Filibeli, ıslahat ve yenilik için “içtihat” kurumunun işletilmesini savunur. Ona göre içtihat küçücük, fakat çok etkili bir kelimedir. “içtihat kapısı kapandı” demek ruhi ve toplumsala ihtiyaçlara çare arama kapısı kapandı demektir. Böyle bir söz, bir sosyal topluluğun dini hislerine ve ihtiyaçlarına idam hükmü vermekten başka bir mana taşımaz. Çünkü bu söz aynı zamanda tabii ve insani kanunları, zamanın ve çevrenin sürekli değişimini, gelişim ve ilerlemeyi, insanlığı inkâr etmek demektir. Oysa içtihadın zamanın ortaya çıkardığı ihtiyacı görmek anlamına geldiği bilinmelidir.

Dönemin İslamcılık akımına dâhil olan ve bu fikir etrafından görüşler beyan eden Filibeli, “Meclis-i Ali İçtihat” kurulu adından yüksek içtihat kurulunun oluşturulmasını ve bu kurulun dünyadaki meşhur Müslüman mütefekkirlerden oluşması gerektiğini söyler.
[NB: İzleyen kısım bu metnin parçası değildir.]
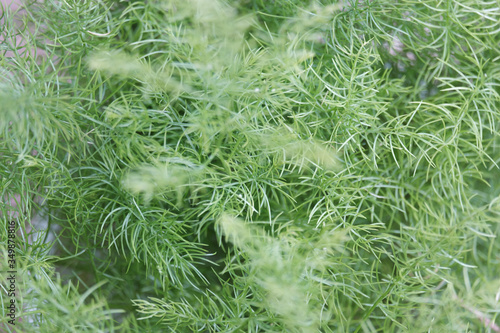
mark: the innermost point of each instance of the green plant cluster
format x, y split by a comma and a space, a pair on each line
253, 166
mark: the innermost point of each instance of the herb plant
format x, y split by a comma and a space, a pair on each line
252, 166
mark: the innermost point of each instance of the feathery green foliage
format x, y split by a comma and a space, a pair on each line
253, 166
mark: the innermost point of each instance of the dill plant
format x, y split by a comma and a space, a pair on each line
253, 166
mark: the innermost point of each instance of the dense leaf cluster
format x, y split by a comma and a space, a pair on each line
253, 166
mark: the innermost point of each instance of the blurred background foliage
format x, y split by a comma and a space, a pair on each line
252, 166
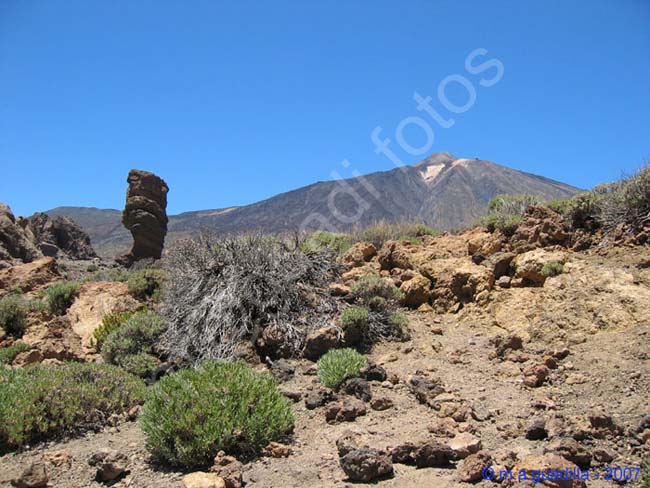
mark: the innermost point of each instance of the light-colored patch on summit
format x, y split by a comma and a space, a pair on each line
430, 173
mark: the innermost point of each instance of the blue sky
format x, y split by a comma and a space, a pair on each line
235, 101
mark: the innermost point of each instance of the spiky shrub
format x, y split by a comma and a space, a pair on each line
323, 240
13, 315
59, 296
505, 211
138, 335
382, 231
110, 322
381, 298
193, 414
146, 283
43, 402
9, 353
223, 291
338, 365
627, 201
552, 268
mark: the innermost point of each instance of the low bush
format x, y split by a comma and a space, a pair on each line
322, 240
59, 296
43, 402
139, 334
141, 364
193, 414
505, 211
375, 292
110, 322
338, 365
223, 291
553, 268
627, 202
13, 315
381, 231
9, 353
146, 283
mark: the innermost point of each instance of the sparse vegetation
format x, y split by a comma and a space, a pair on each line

Bunların yapacağı içtihatların Müslümanlar için yol gösterici olacağını söyleyen Filibeli, bu kurulun “Tevhid-i Mesahip” yani var olan mezheplerin incelenerek tek bir çatı altında toplanması gibi bir vazifesinin olduğunu da söylemektedir.

Filibeli’ye göre bu umumi mezhebin en belirgin vasfı “hikmet ve siret” olmasıdır. Ayrıntı kabilinden şekilciliğe dalarak dini hissi öldürmemelidir. Üzerinden durulacak en önemli konu “tevhidin” adam akıllı ortaya konması olmalıdır. İslam dünyası tenzih ve teşbih anlayışının getirdiği yanlış bir Allah tasavvuru ile sapmalara uğramıştır. Filibeli bu konuların ele alınması ile Müslümanların ontolojik tasavvurunu yeniden inşa etmek ister gibidir. Ona göre “Ne şöyledir ne de böyle” itikadi sapmalar olmuştur. Bir yanda boşluğa ulûhiyet atfedenler, diğer yanda insana, türbe ve hatıralara tapanlara kadar ontolojik denge bozulmuştur. Allah tasavvuru yara almıştır. Müslümanların zihninde “Arş denen yerde oturan bir tanrı” fikri yerleşmiştir.

Eserleri: Abdülhamid ve Seyyid Muhammedü'l Mehdi ve Asr-ı Hamidi'de Alem-i İslâm ve Sunisîler (1325/1909), Tarih-i İslâm (2 cilt, 1326/1910), A'mak-ı Hayâl (1326), Vay Kız Beğciği Seviyor (1326), Öksüz Turgut (1326), İstibdadın Vahşetleri yahut Bir Fedainin Ölümü (1326), Allah-ı İnkar Mümkün müdür? Yahut Huzur-ı Fende Mesâlik-i Küfür (1327/1911), Felsefeden Birinci Kitap: İlm-i Ahval-i Ruh (1327), Yirminci Asırda Alem-i İslâm ve Avrupa (1327), Beşeriyetin Fahr-i Ebedisi Nebimizi Bilelim (h.1331/1915), Muhalefetin İflâsı (h.1331), Huzur-ı Akl ü Fende Maddîyyûn Meslek-i Dalâleti (h. 1332/1916), Yeni Akadi: Üssü İslâm (h.1332), Hangi Meslek-i Felsefeyi Kabul Etmeliyiz (1329/1913), Akvâm-ı Cihan (1329), Türk Ruhu Nasıl Yapılıyor? (1329), Türk Armağanı (ty.), Müslümanlar Dinleyiniz (ty.).